Re: [LSF/MM/BPF BOF] Userspace command abouts

Damien Le Moal <damien.lemoal@xxxxxxxxxxxxxxxxxx> · Tue, 28 Feb 2023 06:42:00 +0900

On 2/28/23 02:44, Keith Busch wrote:
> On Mon, Feb 27, 2023 at 06:28:41PM +0100, Hannes Reinecke wrote:
>> On 2/27/23 17:33, Sagi Grimberg wrote:
>>>
>>> I'm not up to speed on how CDL is defined, but I'm unclear how CDL at
>>> the queue level would cause the host to open more queues?
> 
> Because each CDL class would need its own submission queue in that scheme. They
> can all share a single completion queue, so this scheme doesn't necassarily
> increase the number of interrupt vectors.
> 
>>> Another question, does CDL have any relationship with NVMe "Time Limited
>>> Error Recovery"? where the host can set a feature for timeout and
>>> indicate if the controller should respect it per command?
>>>
>>> While this is not a full-blown every queue/command has its own timeout,
>>> it could address the original use-case given by Hannes. And it's already
>>> there.
>> I guess that is the NVMe version of CDLs; can you give me a reference for
>> it?
> 
> They're not the same. TLER starts timing after a command experiences a
> recoverable error, where CDL is an end-to-end timing for all commands.

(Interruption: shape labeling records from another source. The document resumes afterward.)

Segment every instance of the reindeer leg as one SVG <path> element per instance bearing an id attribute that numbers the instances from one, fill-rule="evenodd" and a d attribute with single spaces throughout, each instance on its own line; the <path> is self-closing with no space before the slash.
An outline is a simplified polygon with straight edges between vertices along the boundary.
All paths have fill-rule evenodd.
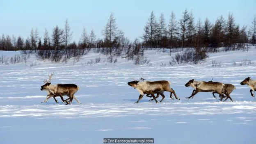
<path id="1" fill-rule="evenodd" d="M 251 93 L 251 96 L 253 97 L 254 98 L 254 95 L 252 93 L 252 89 L 250 89 L 250 92 Z"/>
<path id="2" fill-rule="evenodd" d="M 53 95 L 50 95 L 50 94 L 47 95 L 47 96 L 46 96 L 46 98 L 45 100 L 41 102 L 41 103 L 46 103 L 46 102 L 47 102 L 47 101 L 48 101 L 48 100 L 49 99 L 49 98 L 51 98 L 53 96 Z"/>
<path id="3" fill-rule="evenodd" d="M 161 101 L 160 101 L 160 103 L 161 103 L 162 101 L 162 100 L 163 100 L 164 99 L 165 99 L 165 95 L 164 95 L 164 94 L 160 94 L 161 95 L 161 96 L 162 96 L 162 99 L 161 100 Z M 159 94 L 158 94 L 158 95 L 159 95 Z"/>
<path id="4" fill-rule="evenodd" d="M 137 101 L 135 102 L 135 103 L 139 103 L 139 100 L 140 100 L 140 99 L 142 99 L 142 98 L 143 97 L 143 95 L 140 94 L 139 96 L 139 99 L 138 99 L 138 100 Z"/>
<path id="5" fill-rule="evenodd" d="M 172 93 L 173 93 L 174 94 L 174 96 L 175 96 L 175 98 L 176 98 L 176 99 L 178 99 L 179 100 L 181 100 L 180 98 L 178 98 L 178 96 L 177 96 L 177 95 L 176 95 L 176 94 L 175 93 L 175 91 L 174 91 L 174 90 L 173 90 L 173 89 L 169 89 L 168 91 L 171 92 L 171 94 Z M 173 98 L 172 99 L 173 99 Z"/>
<path id="6" fill-rule="evenodd" d="M 152 95 L 151 95 L 151 97 L 152 97 L 152 96 L 152 96 Z M 156 96 L 155 97 L 155 98 L 158 98 L 159 97 L 159 93 L 157 93 L 157 94 L 156 94 Z M 149 101 L 153 101 L 153 100 L 154 100 L 154 98 L 152 98 L 152 99 L 151 99 L 151 100 L 149 100 Z"/>
<path id="7" fill-rule="evenodd" d="M 55 95 L 54 96 L 53 96 L 53 98 L 54 98 L 54 100 L 55 100 L 55 101 L 57 103 L 59 103 L 59 102 L 58 101 L 57 101 L 57 100 L 56 100 L 56 98 L 55 98 L 55 97 L 56 97 L 57 96 L 58 96 L 57 95 L 57 94 Z"/>
<path id="8" fill-rule="evenodd" d="M 187 98 L 187 98 L 187 99 L 190 99 L 190 98 L 193 98 L 193 97 L 196 94 L 197 94 L 199 92 L 199 91 L 197 91 L 197 90 L 196 90 L 196 91 L 194 93 L 192 94 L 191 95 L 191 96 L 190 96 L 190 97 L 187 97 Z"/>
<path id="9" fill-rule="evenodd" d="M 146 96 L 147 96 L 147 97 L 149 97 L 150 98 L 152 98 L 152 95 L 151 96 L 149 96 L 149 95 L 150 95 L 150 94 L 146 94 Z"/>
<path id="10" fill-rule="evenodd" d="M 172 88 L 171 88 L 172 90 L 173 90 Z M 173 98 L 172 97 L 172 93 L 171 92 L 171 94 L 170 94 L 170 98 L 172 99 L 173 100 Z"/>
<path id="11" fill-rule="evenodd" d="M 215 96 L 215 95 L 214 95 L 214 94 L 217 94 L 217 93 L 218 93 L 217 92 L 216 92 L 215 91 L 213 92 L 213 97 L 214 98 L 216 98 L 216 99 L 217 98 L 217 97 L 216 96 Z"/>
<path id="12" fill-rule="evenodd" d="M 62 101 L 62 103 L 65 101 L 65 100 L 64 100 L 64 99 L 63 98 L 63 96 L 62 96 L 62 94 L 61 94 L 59 95 L 59 97 L 60 97 L 60 98 L 61 98 Z"/>
<path id="13" fill-rule="evenodd" d="M 75 97 L 75 96 L 74 96 L 74 98 L 75 98 L 75 101 L 77 101 L 78 103 L 80 104 L 82 104 L 82 103 L 81 103 L 79 101 L 78 101 L 78 100 Z"/>
<path id="14" fill-rule="evenodd" d="M 224 101 L 223 101 L 223 102 L 225 101 L 226 101 L 226 100 L 227 100 L 229 98 L 228 97 L 226 97 L 226 99 L 225 99 L 225 100 L 224 100 Z"/>
<path id="15" fill-rule="evenodd" d="M 157 100 L 156 100 L 156 99 L 155 98 L 155 95 L 154 94 L 154 93 L 152 93 L 151 94 L 151 95 L 153 97 L 153 98 L 154 98 L 154 99 L 155 100 L 155 103 L 158 103 L 158 101 L 157 101 Z"/>
<path id="16" fill-rule="evenodd" d="M 232 100 L 232 98 L 231 98 L 231 97 L 230 97 L 230 96 L 229 96 L 229 94 L 228 94 L 226 96 L 227 96 L 227 98 L 226 98 L 225 101 L 226 101 L 226 99 L 228 99 L 228 98 L 229 98 L 229 99 L 230 99 L 230 100 L 231 101 L 232 101 L 233 102 L 233 100 Z"/>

Note here that with the current T10/T13 CDL definitions, end-to-end actually
means from the time the command is received by the device to the time the device
signals the command completion.

That does not include the transport & host adapter queueing (if there is an
HBA). And I guess this is the issue at hand for fabrics: how to integrate the
transport times. I guess the CDL descriptors could have one additional limit for
that, but then the duration guideline limit definition would need to be tweaked.

-- 
Damien Le Moal
Western Digital Research